Par la fenêtre de la voiture, explique M. Sullivan, il a aperçu Randall Wulff, aujourd'hui âgé de 60 ans, sirotant un café au soleil.

Il était plus vieux, a précisé M. Fleischer, mais il était impossible de s'y tromper.

«Avec une canne et une grosse montre en or. Tout vêtu de blanc, des souliers blancs, des bermudas blancs, une chemise blanche ouverte jusqu'au nombril et une coiffure blonde soigneusement peignée. Et je ne pouvais simplement pas y croire. C'était comme apercevoir une licorne», a raconté M. Fleischer.

D'après M. Fleischer, Randall Wulff serait né à Calgary, en 1954, d'un père travailleur de la construction et d'une mère commis pour la Compagnie de la Baie d'Hudson. Jeune homme, il aurait déménagé à New York pour y travailler dans le monde de la finance, profitant de quelques bons coups sur les marchés boursiers.

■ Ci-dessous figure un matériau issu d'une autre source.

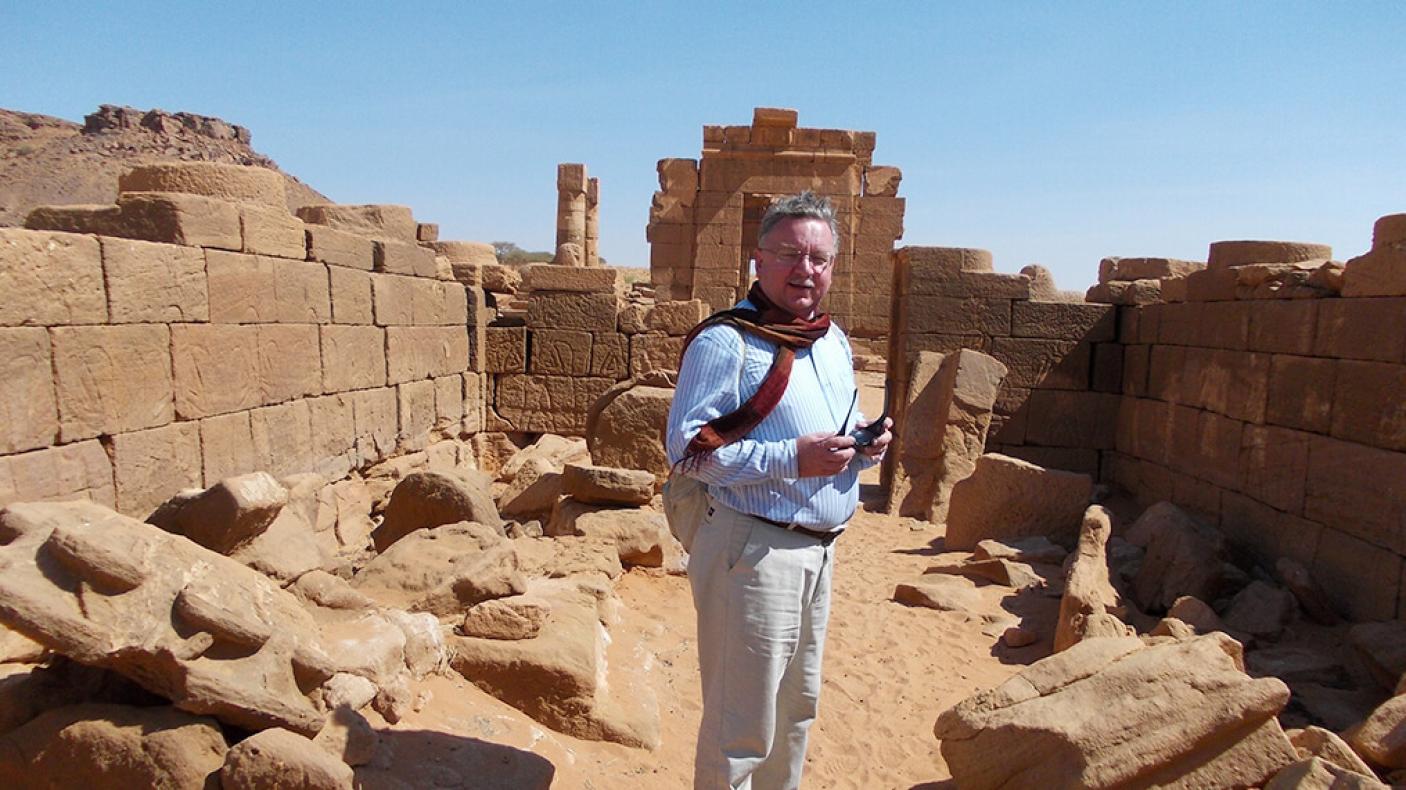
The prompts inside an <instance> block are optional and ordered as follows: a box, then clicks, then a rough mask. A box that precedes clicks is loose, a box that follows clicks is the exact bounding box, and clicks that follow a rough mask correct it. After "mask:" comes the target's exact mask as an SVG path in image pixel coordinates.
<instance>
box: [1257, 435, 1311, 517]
mask: <svg viewBox="0 0 1406 790" xmlns="http://www.w3.org/2000/svg"><path fill="white" fill-rule="evenodd" d="M1312 440H1313V434H1310V433H1303V432H1298V430H1291V429H1285V427H1275V426H1253V425H1247V426H1244V432H1243V434H1241V439H1240V441H1241V448H1240V465H1241V470H1243V474H1241V484H1240V491H1241V492H1244V493H1247V495H1250V496H1253V498H1256V499H1258V500H1260V502H1264V503H1267V505H1270V506H1272V507H1275V509H1278V510H1284V512H1285V513H1302V512H1303V492H1305V484H1306V481H1308V467H1309V443H1310V441H1312Z"/></svg>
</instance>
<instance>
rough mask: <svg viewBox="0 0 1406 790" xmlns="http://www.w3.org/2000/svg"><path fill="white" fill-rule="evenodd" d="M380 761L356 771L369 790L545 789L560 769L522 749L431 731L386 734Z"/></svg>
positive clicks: (426, 730)
mask: <svg viewBox="0 0 1406 790" xmlns="http://www.w3.org/2000/svg"><path fill="white" fill-rule="evenodd" d="M378 735H380V738H381V739H380V744H378V745H377V751H375V758H374V759H373V760H371V762H370V763H367V765H363V766H359V768H357V769H356V784H357V787H361V789H366V790H409V789H418V787H475V789H482V790H546V789H547V787H551V780H553V777H554V776H555V773H557V768H555V766H554V765H551V762H548V760H547V758H543V756H541V755H534V753H531V752H526V751H523V749H516V748H513V746H505V745H502V744H491V742H488V741H479V739H478V738H468V737H464V735H450V734H447V732H434V731H429V730H381V731H378Z"/></svg>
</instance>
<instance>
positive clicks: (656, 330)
mask: <svg viewBox="0 0 1406 790" xmlns="http://www.w3.org/2000/svg"><path fill="white" fill-rule="evenodd" d="M704 318H707V305H704V304H703V302H702V301H699V299H689V301H678V302H658V304H655V305H654V306H651V308H650V309H648V311H645V313H644V330H647V332H662V333H665V335H678V336H683V335H688V333H689V332H692V330H693V328H695V326H697V325H699V322H700V320H703V319H704Z"/></svg>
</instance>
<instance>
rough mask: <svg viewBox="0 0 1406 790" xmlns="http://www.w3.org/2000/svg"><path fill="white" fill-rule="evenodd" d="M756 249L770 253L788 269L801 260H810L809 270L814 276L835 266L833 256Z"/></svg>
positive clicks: (760, 248) (784, 251)
mask: <svg viewBox="0 0 1406 790" xmlns="http://www.w3.org/2000/svg"><path fill="white" fill-rule="evenodd" d="M758 249H761V250H762V252H763V253H772V254H773V256H776V260H779V261H782V263H783V264H785V266H789V267H794V266H796V264H799V263H800V261H803V260H810V268H811V271H814V273H815V274H820V273H821V271H825V270H827V268H830V267H831V266H834V264H835V256H830V254H825V253H817V252H801V250H792V249H780V250H769V249H766V247H758Z"/></svg>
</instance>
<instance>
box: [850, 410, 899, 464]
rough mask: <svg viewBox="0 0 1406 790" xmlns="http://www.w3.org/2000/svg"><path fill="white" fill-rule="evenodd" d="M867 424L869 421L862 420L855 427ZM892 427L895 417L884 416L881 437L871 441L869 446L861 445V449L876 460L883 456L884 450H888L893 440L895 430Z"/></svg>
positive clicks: (861, 452)
mask: <svg viewBox="0 0 1406 790" xmlns="http://www.w3.org/2000/svg"><path fill="white" fill-rule="evenodd" d="M866 425H869V422H862V423H859V425H856V426H855V427H865V426H866ZM891 427H893V417H884V419H883V433H882V434H880V436H879V439H875V440H873V441H872V443H869V446H868V447H860V448H859V451H860V453H863V454H865V455H868V457H870V458H873V460H876V461H877V460H879V458H883V451H884V450H887V448H889V443H890V441H893V432H891V430H889V429H891Z"/></svg>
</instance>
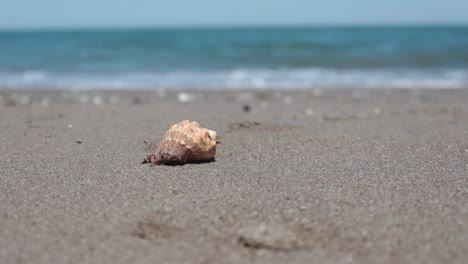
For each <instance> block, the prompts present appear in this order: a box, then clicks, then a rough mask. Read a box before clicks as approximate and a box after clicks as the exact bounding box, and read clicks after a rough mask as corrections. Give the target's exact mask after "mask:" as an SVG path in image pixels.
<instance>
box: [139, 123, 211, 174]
mask: <svg viewBox="0 0 468 264" xmlns="http://www.w3.org/2000/svg"><path fill="white" fill-rule="evenodd" d="M215 154H216V132H215V131H212V130H208V129H206V128H202V127H200V124H198V123H197V122H191V121H189V120H184V121H182V122H180V123H178V124H175V125H173V126H171V128H170V129H169V130H168V131H167V132H166V134H165V135H164V138H163V140H161V142H160V143H159V146H158V150H157V152H156V154H155V155H154V156H152V158H150V157H149V158H148V160H149V162H152V163H156V164H158V165H159V164H184V163H187V162H194V161H209V160H212V159H213V158H214V155H215Z"/></svg>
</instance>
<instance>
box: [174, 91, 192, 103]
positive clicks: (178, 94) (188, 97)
mask: <svg viewBox="0 0 468 264" xmlns="http://www.w3.org/2000/svg"><path fill="white" fill-rule="evenodd" d="M177 99H178V100H179V102H184V103H186V102H193V101H195V95H194V94H189V93H179V94H177Z"/></svg>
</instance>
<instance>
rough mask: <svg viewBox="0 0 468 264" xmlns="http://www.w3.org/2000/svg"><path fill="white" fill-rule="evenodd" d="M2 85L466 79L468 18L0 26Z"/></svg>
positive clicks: (116, 85)
mask: <svg viewBox="0 0 468 264" xmlns="http://www.w3.org/2000/svg"><path fill="white" fill-rule="evenodd" d="M0 86H2V87H13V88H15V87H38V88H40V87H57V88H71V89H74V88H78V89H80V88H84V89H88V88H124V89H126V88H194V89H197V88H220V89H229V88H233V89H236V88H286V89H287V88H327V87H344V88H347V87H353V88H354V87H367V88H413V87H418V88H419V87H420V88H465V87H468V27H462V26H459V27H324V28H320V27H288V28H224V29H134V30H83V31H80V30H73V31H34V32H26V31H18V32H14V31H9V32H0Z"/></svg>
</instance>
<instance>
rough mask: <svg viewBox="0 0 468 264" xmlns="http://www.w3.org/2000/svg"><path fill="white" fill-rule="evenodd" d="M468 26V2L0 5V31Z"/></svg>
mask: <svg viewBox="0 0 468 264" xmlns="http://www.w3.org/2000/svg"><path fill="white" fill-rule="evenodd" d="M375 23H379V24H382V23H383V24H425V23H429V24H439V23H458V24H460V23H462V24H468V0H282V1H275V0H0V28H3V29H5V28H7V29H14V28H50V27H52V28H68V27H74V28H76V27H78V28H79V27H138V26H156V27H159V26H204V25H209V26H226V25H281V24H304V25H314V24H320V25H322V24H375Z"/></svg>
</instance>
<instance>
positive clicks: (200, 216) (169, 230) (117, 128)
mask: <svg viewBox="0 0 468 264" xmlns="http://www.w3.org/2000/svg"><path fill="white" fill-rule="evenodd" d="M0 94H1V99H0V142H1V144H0V201H1V202H0V213H1V214H0V260H1V261H0V262H2V263H465V261H466V259H468V172H467V168H468V104H467V103H466V102H468V90H464V89H460V90H437V89H433V90H416V89H415V90H351V89H350V90H309V91H274V90H273V91H255V92H253V91H247V90H246V91H224V92H221V91H213V92H210V91H191V92H182V91H158V92H155V91H79V92H76V91H75V92H72V91H62V90H50V91H42V90H41V91H37V90H36V91H28V90H8V89H4V90H1V91H0ZM183 119H189V120H194V121H198V122H199V123H200V124H201V125H202V126H204V127H207V128H210V129H213V130H215V131H217V133H218V136H219V139H218V140H219V144H218V147H217V155H216V160H215V161H214V162H211V163H202V164H187V165H184V166H149V165H148V164H141V161H142V160H143V159H144V158H145V156H146V155H148V154H150V153H151V152H152V151H155V149H156V147H157V144H158V142H159V140H160V139H161V137H162V136H163V134H164V132H165V131H166V130H167V129H168V128H169V126H170V125H172V124H174V123H177V122H180V121H181V120H183Z"/></svg>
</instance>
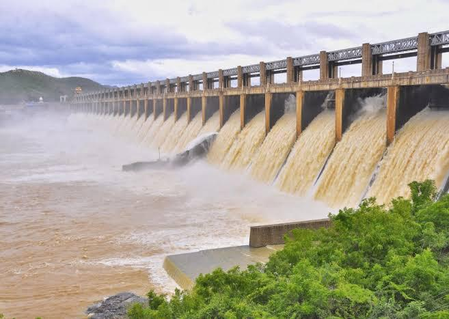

Il aurait ensuite voyagé à Los Angeles en 1982, à court d'argent pendant la récession. Mais Randall Wulff était aussi déchiré par son identité: était-il «un musicien ou un financier»? a relaté M. Fleischer.

Il a alors enregistré L'Amour et fait parvenir des copies de sa musique synth-pop rêveuse et romantique à certains de ses amis courtiers à New York.

«Ils n'ont pas trop su quoi penser de ça», a noté M. Fleischer.

Puis, Lewis a semblé disparaître de la carte, mais pas avant d'avoir autoproduit un deuxième album, enregistré cette fois au studio Thunder Road de Calgary, en 1985. À la fin des années 1990, il aurait réalisé d'autres enregistrements dans un studio de Vancouver nommé Fiasco Brothers.

Le gérant de studio Len Osanic a indiqué mercredi que Randall Wulff, aussi connu sous le pseudonyme de «Lewis and Randy», était bel et bien vivant et qu'il habitait quelque part au Canada - ou à Hawaï, a-t-il ajouté. MM. Osanic et Fleischer ont tous deux été prudents de ne pas trop en dire, afin de protéger la vie privée de Lewis.

«Randy est bien réel», a assuré M. Osanic, ajoutant qu'il ne connaissait pas les enregistrements précédents de Randall Wulff lorsqu'il travaillait avec lui jusqu'en 2005. «Il a passé beaucoup de temps à penser à sa musique et ses chansons.»

Mais il s'est dit étonné d'apprendre la soudaine popularité du musicien.

«C'est un peu quelque chose de semblable à Bob Dylan. On pourrait l'entendre chanter sans savoir qu'il va être populaire», a-t-il affirmé. «Peut-être que sa musique ne fait que commencer à être à la mode» avec 31 ans de retard.

L'étiquette de disque de M. Sullivan a réédité L'Amour et procédera bientôt à celle de Romantic Times, son successeur de 1985 enregistré sous le pseudonyme «Lewis Baloue». Mais Randall Wulff a indiqué à MM. Sullivan et Fleischer qu'il n'avait pas l'intention de tirer de l'argent de l'opération.

«Il a de drôles de façons de dire les choses», a noté M. Fleischer, qui a indiqué que Randall Wulff avait dit à Matt Sullivan qu'il n'était pas intéressé par les «écus» parce que lorsque «trop de zéros se rattachent aux choses, les choses deviennent compliquées».

Le musicien a indiqué à M. Fleischer que désormais, il ne faisait plus que de la musique. «Il reste debout jusqu'à 4 h du matin, en jouant de la guitare.»